We also reject the People's contention that Ruiz's ignorance of the law should not excuse his failure to challenge his classification within the first 60 days of his supervision. The People refer to the maxim “ ‘ignorantia facti excusat, ignorantia juris non excusat.’ Ignorance of facts excuses, ignorance of the law does not excuse.” (Stark v. Superior Court (2011) 52 Cal.4th 368, 396, 128 Cal.Rptr.3d 611, 257 P.3d 41.) This maxim is typically applied when considering whether a defendant had the necessary mens rea to be held responsible for a crime. However, this is a different concept than whether a defendant received sufficient notice for due process purposes. “When the individual fails to exercise the fundamental procedural right to a hearing granted to him under [a statute] and required by due process because he was not informed of that right by the government authorities, we do not believe it is adequate for the government simply to rely upon the time worn adage ‘ignorance of the law is no excuse.’ ” (Swink, supra, 150 Cal.App.3d at pp. 1082–1083, 198 Cal.Rptr. 290.)

For all these reasons, we conclude the application of section 3000.08, subdivision (l) to bar Ruiz's challenge to his admittedly erroneous placement under parole supervision violated his constitutional right to due process. Given our conclusion, we need not reach his arguments that the statute is unconstitutionally vague or violates equal protection.


The order denying Ruiz's motion to dismiss the petition for revocation of parole is reversed. On remand, the trial court is directed to grant the motion to dismiss and to transfer Ruiz from parole supervision to PRCS.


1.   Statutory references are to the Penal Code unless otherwise stated.

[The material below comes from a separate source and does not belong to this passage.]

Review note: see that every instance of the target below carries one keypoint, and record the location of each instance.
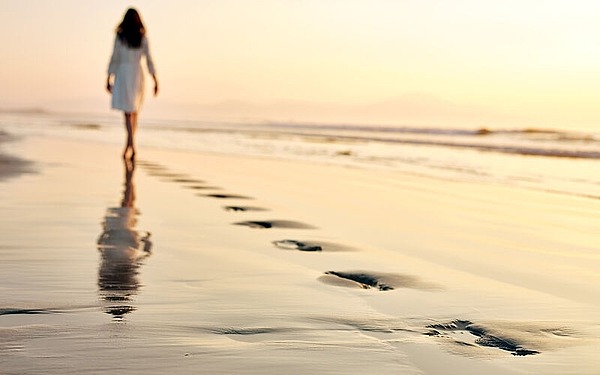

2.   Section 3451, subdivision (d) is a parallel provision stating, “A person released to [PRCS] pursuant to subdivision (a) shall, regardless of any subsequent determination that the person should have been released to parole pursuant to Section 3000.08, remain subject to subdivision (a) after having served 60 days under supervision pursuant to subdivision (a).” Both sections imposing a 60-day limitation on the ability to challenge supervision placement were added to a budget trailer bill by amendment shortly before passage. Legislative materials include no rationale or commentary regarding why the provisions were added. (Stats. 2013, ch. 32, §§ 8, 9, 11, Sen. Com. on Budget and Fiscal Review, Analysis of Sen Bill No. 76 (2013–2014 Reg. Sess.); Sen. Com. on Budget and Fiscal Rev., Analysis of Sen. Bill No. 76 (2013–2014 Reg. Sess.) as amended June 13, 2013, pars. 6, 9; Sen. Rules Com., Off. of Sen. Floor Analysis, 3rd reading analysis of Sen. Bill No. 76, as amended June 13, 2013, par. 7.) A report from the Department of Finance prepared for Governor Brown noted that the Board of Parole Hearings had no authority to make a decision regarding the disposition of an offender when it finds an offender should have been on PRCS and, conversely, county probation departments had no authority to make decisions related to an offender on PRCS who should have been on parole. The report stated the section was “intended to ensure that continuity of service is maintained for offenders who have been placed on county or state supervision erroneously by limiting the time period for transfer to 60-days [sic] after release from prison.” (Dept. of Finance, Enrolled Bill Rep. on Sen. Bill 76 (2013–2014 Reg. Sess.) prepared for Governor Brown (June 20, 2013), p. 2.)


O'ROURKE, J., and DATO, J., concurred.